Johanna Recktenwald (24, Biathlon und Langlauf): Die spät entdeckte Talentierte aus dem Saarland wurde 2025 Weltmeisterin im Biathlon-Einzel und gewann drei Silbermedaillen. Als Gesamtweltcupsiegerin und starke Schützin gilt sie vorrangig im Biathlon als große Medaillenanwärterin.

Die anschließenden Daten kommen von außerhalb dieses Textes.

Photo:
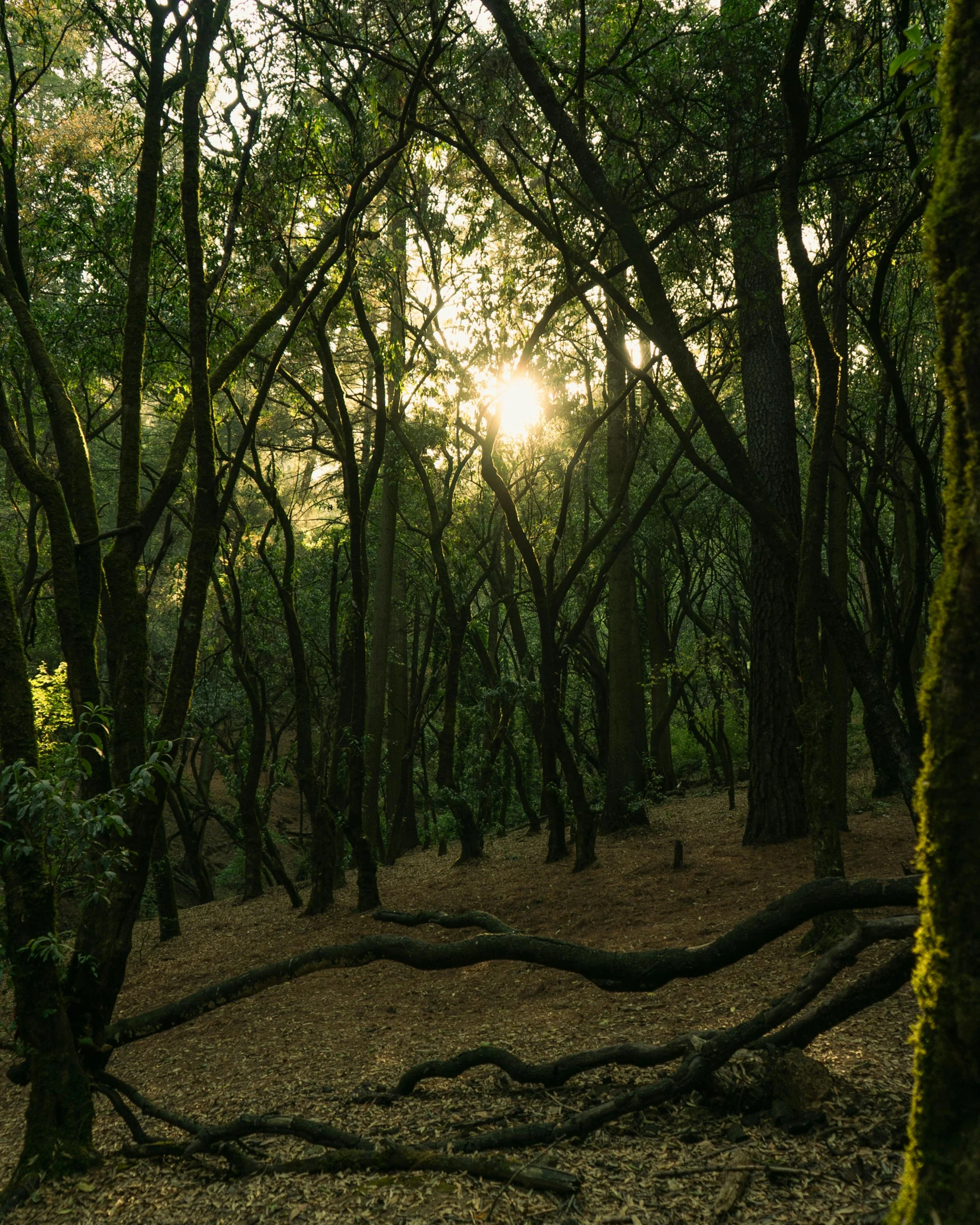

Herausforderungen und Perspektiven

Die deutschen Athleten stehen vor einer herausfordernden Konkurrenzsituation, die durch internationale Investitionen geprägt ist. Dennoch zeigen die fünf porträtierten Sportlerinnen und Sportler das Potenzial, den deutschen Medaillenspiegel zu verbessern. Mit einer Mischung aus erfahrenen Paralympics-Stars wie Forster und aufstrebenden Talenten wie Recktenwald könnte das Team das Ziel von DBS-Präsident Michels erreichen.

Die Paralympischen Winterspiele 2026 werden somit zu einem entscheidenden Test für die deutsche Para-Sportförderung, die in den letzten Jahren mit sinkenden Goldmedaillen zu kämpfen hatte. Die Hoffnungen ruhen auf einer motivierten Mannschaft, die trotz Druck und starker Gegner bereit ist, Höchstleistungen zu erbringen.